Lynne Kiesling
On Monday the Chicago Tribune published an editorial about electricity policy in Illinois (registration required). We’ve got a lot of electricity policy issues on the table right now. Nine years ago, the political bargain struck to allow wholesale market competition in electric power was a ten-year retail rate freeze, at a discounted rate relative to 1996 rates. At the time this was seen as compensation for inefficiency and cost overruns associated with nuclear plant construction, which meant Illinois retail rates were some of the highest in the country (and thus the impetus for introducing competition).
Nine years ago Illinois lawmakers voted to slash and freeze Commonwealth Edison’s electricity rates while the state prepared to move to a competitive market for power. Residential rates were cut by 20 percent, bringing ComEd customers closer in line to what neighboring states were paying.
In the ensuing decade, fuel prices have risen due to increased domestic demand, increased foreign demand, and environmental regulations that have constrained supply and have shifted out the demand for fuels like natural gas.

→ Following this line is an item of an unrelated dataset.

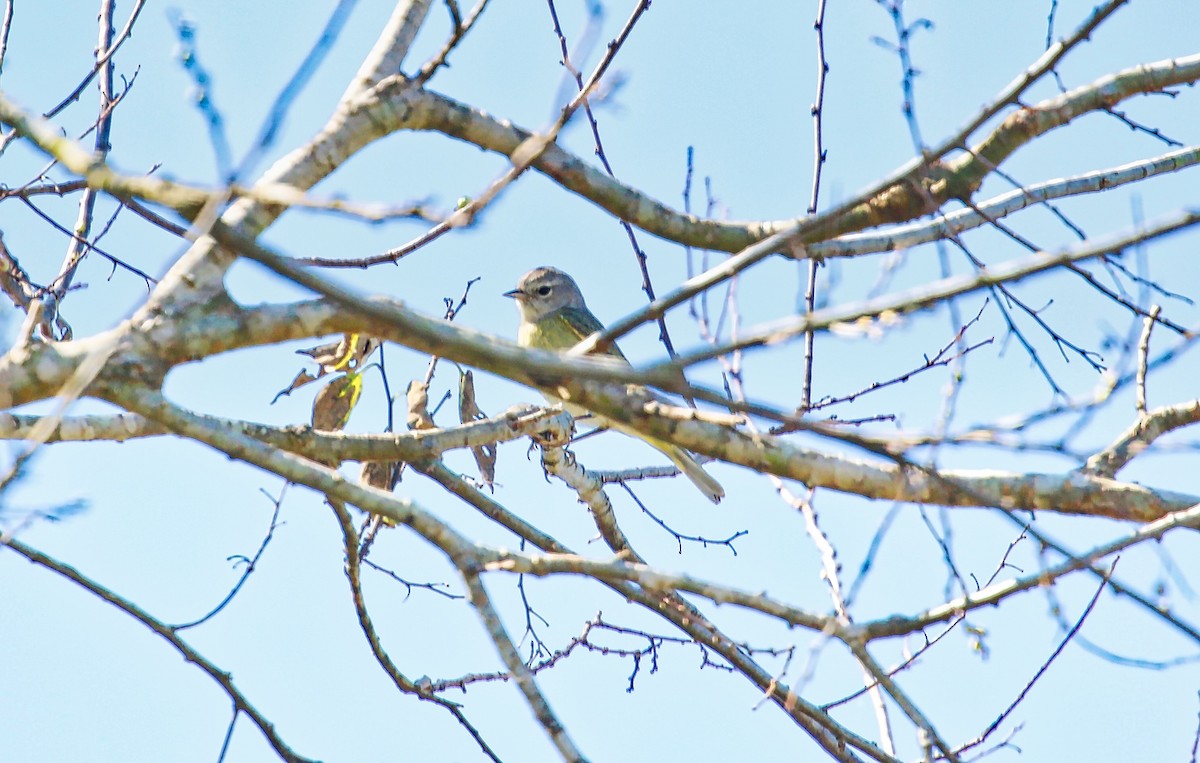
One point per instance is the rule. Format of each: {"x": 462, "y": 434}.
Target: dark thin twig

At the end of 2006, these heavily-discounted retail rate caps in Illinois expire. We have had much administrative procedure over the past two years trying to figure out “what to do” once the retail rate caps expire. One thing that is moving forward is a long-term wholesale procurement auction. I have reservations about the wholesale auction that I won’t elaborate on here (yes, auctions introduce market processes and price signals, but the structure of the wholesale auctions and having the incumbent as the purchaser may simultaneously lock customers into long-term prices/contracts that they might not otherwise have chosen, and it may also provide a substantial entry barrier to competing retailers who have to compete against this incumbent product offering). But the auction is coming, and it will reflect market values for electricity and expectations of those values for the next 1-3 years, so it will mean price increases.
One thing you can’t do is avoid the inevitable. Illinois and other states are going to move away from the old system of government-regulated electricity rates and into a competitive market. And they should. Over the long run, that’s going to be the best way to govern supply and demand–and encourage conservation–of power. …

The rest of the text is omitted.